Answering strictly in terms of MySQL, you do not want to overnormalize.
Here is why ;
REASON #1 : JOIN BUFFER
There is an in-memory buffer called the join buffer. Its size is regulated in RAM by the join_buffer_size option per DB Connection. The more normalized the data are, the more
JOIN clauses. In turn, the more
JOIN clauses, the more join buffers have to be allocated. If a join buffer is too small, it gets migrated to disk. This slows down the query's execution by
- pausing the query to write the join buffer to disk
- generating more disk I/O while executing the join
REASON #2 : QUERY EVALUATION
Because MySQL executes SQL through external storage engines, query evaluation for WHERE clauses and JOIN clauses are virtually identical. I wrote about this back on March 11, 2013 (Is there an execution difference between a JOIN condition and a WHERE condition?). The algorithm for JOINs are also in the MySQL Documentation. The JOIN algorithm can get rather wonky with multiple JOIN clauses.

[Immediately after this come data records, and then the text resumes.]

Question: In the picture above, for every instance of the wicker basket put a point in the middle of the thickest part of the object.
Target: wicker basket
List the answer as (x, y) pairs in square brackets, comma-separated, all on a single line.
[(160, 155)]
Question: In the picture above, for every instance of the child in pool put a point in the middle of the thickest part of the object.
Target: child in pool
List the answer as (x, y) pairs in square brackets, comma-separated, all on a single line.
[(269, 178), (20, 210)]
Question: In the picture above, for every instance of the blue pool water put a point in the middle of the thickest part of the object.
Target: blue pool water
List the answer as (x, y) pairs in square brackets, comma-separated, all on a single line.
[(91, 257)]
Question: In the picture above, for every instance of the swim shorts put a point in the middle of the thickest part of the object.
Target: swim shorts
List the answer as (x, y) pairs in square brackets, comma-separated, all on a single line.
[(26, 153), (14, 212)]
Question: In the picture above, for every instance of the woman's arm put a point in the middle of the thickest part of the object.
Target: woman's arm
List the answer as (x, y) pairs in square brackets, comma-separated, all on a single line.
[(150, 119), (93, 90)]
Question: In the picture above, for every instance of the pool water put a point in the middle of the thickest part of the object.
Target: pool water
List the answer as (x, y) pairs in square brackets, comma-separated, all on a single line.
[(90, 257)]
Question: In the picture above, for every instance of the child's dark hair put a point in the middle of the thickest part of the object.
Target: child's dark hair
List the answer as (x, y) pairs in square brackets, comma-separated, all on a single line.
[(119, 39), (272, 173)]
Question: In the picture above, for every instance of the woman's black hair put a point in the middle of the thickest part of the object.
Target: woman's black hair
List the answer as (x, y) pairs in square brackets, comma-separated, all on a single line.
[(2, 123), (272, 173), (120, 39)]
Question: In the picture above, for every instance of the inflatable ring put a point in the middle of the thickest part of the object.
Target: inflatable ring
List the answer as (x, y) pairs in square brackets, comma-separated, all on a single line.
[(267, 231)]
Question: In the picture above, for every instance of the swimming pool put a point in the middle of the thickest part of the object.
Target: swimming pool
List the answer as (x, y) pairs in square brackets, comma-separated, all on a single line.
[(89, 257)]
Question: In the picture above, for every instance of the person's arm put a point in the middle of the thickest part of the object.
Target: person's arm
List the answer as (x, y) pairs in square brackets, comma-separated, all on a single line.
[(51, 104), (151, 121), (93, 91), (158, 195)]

REASON #3 : STORAGE ENGINE PERFORMANCE
Any storage engine in MySQL is basically comprised of 14 operations. Those operations, including JOINs, are layered in such a way that performance issues can occur in two layers
- Query Evaluation (See Reason #2)
- Storage Engine
- If you JOIN using large columns
- If you use the wrong Storage Engine
- If you mix Storage Engines in the JOIN
It is strictly up to you how deep you want to normalize your data. If you must normalize and do multiple JOINs, please join only integer values only. Joining on character values will have negative effects on the three reasons I just mentioned.